Ukrainian and European traders are accumulating additional reserves of natural gas ahead of next winter to prepare for any potential supply disruptions amid a looming stand-off with Russia, Platts reported.
Andriy Kobolev, head of state energy company Naftogaz Ukrayiny, said Ukraine will accumulate 20 Bcm of gas ahead of next winter, up from the 17 Bcm it usually has in underground storage facilities for the start of the heating season.
"It is important to have heat in Ukrainian homes even if Gazprom is going to trigger another crisis," Kobolev said. "European traders are also creating additional reserves."
Kobolev's comments come days after Vladimir Putin commented in Beijing on the unwelcome scenario for Ukraine should Naftogaz and Gazprom fail to sign a new gas transit agreement.
The companies' current 10-year agreement expires at the end the year, with a new deal not signed. The next round of negotiations between Ukraine and Russia is scheduled for later this month, and will be joined by the European Commission, which has expressed concerns about slow pace of talks.

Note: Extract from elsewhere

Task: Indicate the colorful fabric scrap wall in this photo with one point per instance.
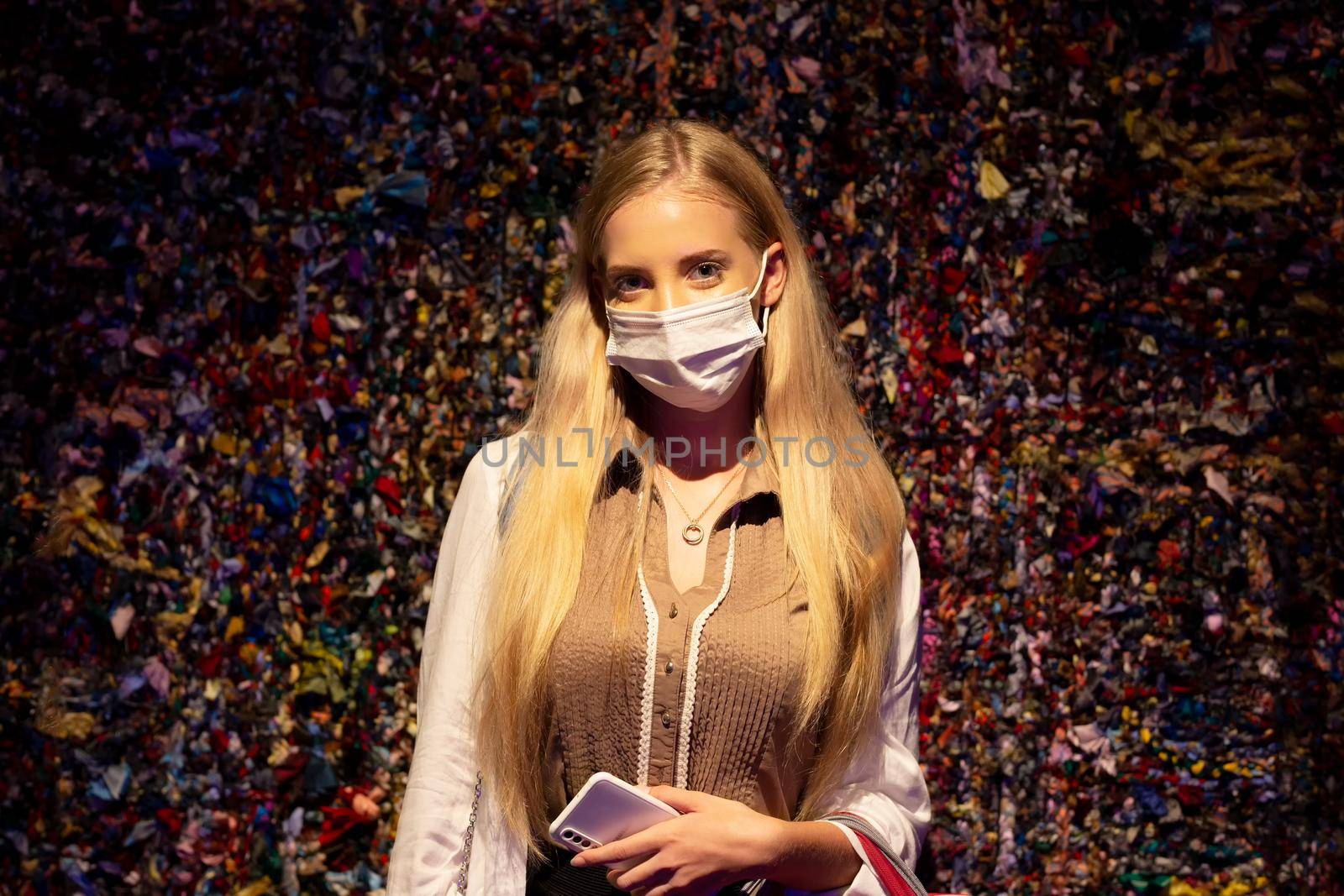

Ukraine is a key supply route for Russian gas to Europe, delivering about 25% of Europe's total annual gas needs. However, Russia is building a number of gas pipelines, including Nord Stream-2, which will bypass Ukraine on the way to Europe.
"This is artillery before the next trilateral talks in May," Kobolev said of Putin's comments. "Moscow kicked off the talks on gas transit, and this round of talks was held by the Russian president from far away in Beijing."

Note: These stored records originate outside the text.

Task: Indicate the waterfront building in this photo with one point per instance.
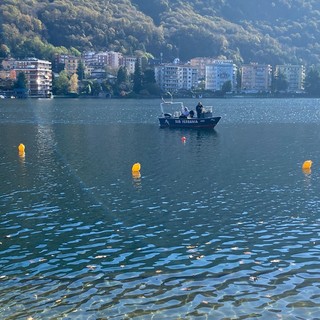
(38, 73)
(130, 63)
(201, 63)
(174, 77)
(256, 78)
(218, 73)
(71, 64)
(294, 75)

Ukraine is seeking to secure least 60 Bcm/year of Russian gas to Europe for the next 10 years, while another 30 Bcm/year will be available to Gazprom, or other companies, on short-term contracts.

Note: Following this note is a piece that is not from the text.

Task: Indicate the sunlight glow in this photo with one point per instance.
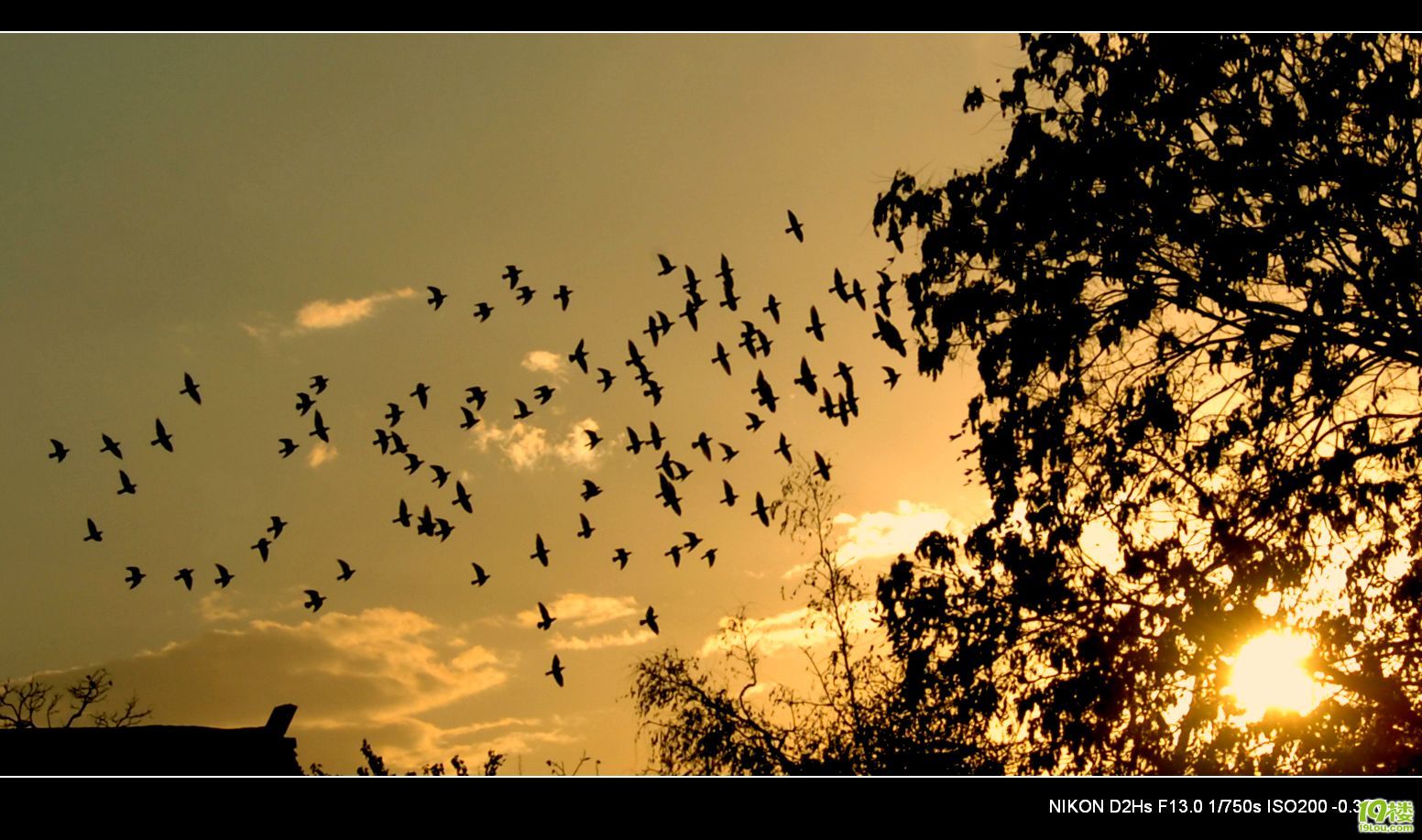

Gazprom's conditions for successful talks, including canceling billions of dollars in payments it must make following a court ruling in Stockholm. Also, Gazprom and Naftogaz are at odds over which standards to apply in negotiating and signing the transit agreement.
Kobolev said Ukraine was able to import gas from Europe at competitive prices, and that European traders should start buying Russian gas on the Ukrainian-Russian border to ensure safe shipments of gas across Ukraine to Europe.
"This would allow to move points of sale for gas to our eastern border, in other words to offer gas shipment capacity of our gas transportation system to other traders, for example to European customers of Gazprom," Kobolev said, adding that the Russians will try to avoiding that scenario.
Ukraine increased transit of gas through its gas transmission system by 5.6% on year to 29.26 Bcm from January-April, according to UkrTransGaz.